Sayang padahal sudah tinggi,” Keluh Denu.
Mereka
menurunkan laying-lanyang mereka. Setelah menemukan bagian benang yang kusur
mereka berdua di bantu Gun dan Edi menguraikan benang yang kusut. Sedangkan aku
masih menikmati segarnya es sirup ku sampil menikmati belaian atau tepatnya sabitan
daun-daun padi di pipiku yang montok.
Aku
sandarkan plastik berisi es dipematang sawah kemudian aku ambil sehelai daun
padi dan aku ikatkan ke senar layang-layangku. Aku manarik-narik senar
layang-layangku seperti ketika menaikan layang-layang. Ajaib.
Bersamaan dengan tarikan senarku baun padi
itu bergerak ke atas. Ini sungguh mengejutkan. Maklum saja waktu itu aku belum tau
tentang teori gelombang hehehe. Aku berdiri dengan cepat.
“Hei. Perhatikan ini!” teriaku.
“Apa?.... Ada apa?” teriak beberapa anak
yang ingin tahu.
“Hei aku bisa bermain sulap. Perharikan daun padi itu. Lihat naik ketas kan,” kataku sambil
menarik-narik senar layang-lanyangku. Mereka semua terpesona.
“Weeeiiiiii. Kok bisa caranya gimana?”
tanya Arif penasaran.
“Gampang kok. Ikatkan saja baun padi lalu
senarnya ditarik-tarik,” kataku bangga.
“Nyoba Ahh,” kata Pita. Hampir semua anak
yang bermain layang-layang mencoba. Aku sendiri mengikatkan satu lagi daun padi
di senarku dan mulai menarik-narik tali senarnya.
“Eh aku bisa,” teriak Pita.
“Nggak usah sombong kau. Aku juga bisa. Eh
ini seperti kirim surat. Kita pura-puranya ngirim surat buat layang-layang
kita,” kata Titi.
“Heh kok aku tidak bisa?” keluh Wahyu.
“Paling kamu mengikatnya terlalu kuat.
Tadi aku juga gitu. Setelah ku kendori bisa kok,” terang Mul.
“Orang, ini sudah longgar kok,” tambah
Wahyu.
“Berarti kurang kuar!” Teriaku. Disambut
gelak tawa semua anak. Memang tidak semua anak bisa melakukannya. Mungkin
mengikanya terlalu kuat atau terlalu longgar. Tapi kami senang bisa menemukan
kesenangan baru saat bermain layang-layang.
Kami sering lupa waktu kalau bemain
layang-layang. Tidak jarang orang tua kami harus menyusul kami ke sawah sambil
membawa sepiring nasi agar anaknya tidak kelaparan. Tidak jarang kami bermain
layang-layang sampai sore. Jika udara terlalu panas kami menikat layang-layang
kami di pangkal rumpun padi dan kami akan mermain ditempat yang teduh atau
melihat acara TV di rumah mas Endro. Maklum waktu itu belum semua orang punya
TV dan lagi rumahnya paling dekat dengan tempat bermain kami.

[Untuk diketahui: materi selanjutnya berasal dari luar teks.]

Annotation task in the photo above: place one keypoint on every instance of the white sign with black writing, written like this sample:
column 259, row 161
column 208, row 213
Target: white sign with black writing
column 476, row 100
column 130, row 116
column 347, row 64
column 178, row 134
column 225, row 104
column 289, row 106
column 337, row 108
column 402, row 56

Beginilah gambaran kehidupan kami anak
desa yang bebas melakukan apa saja yang kami sukai. Tidak ada batasan yang
namanya tempat bemain, status sosial bahkan yang namanya gender. Semua permainan yang ada kami mainkan
bersama tidak peduli laki-laki atau perempuan. Seperti semboyan Keluarga
berencana. Laki-laki atau perempuan sama saja. Hehehe.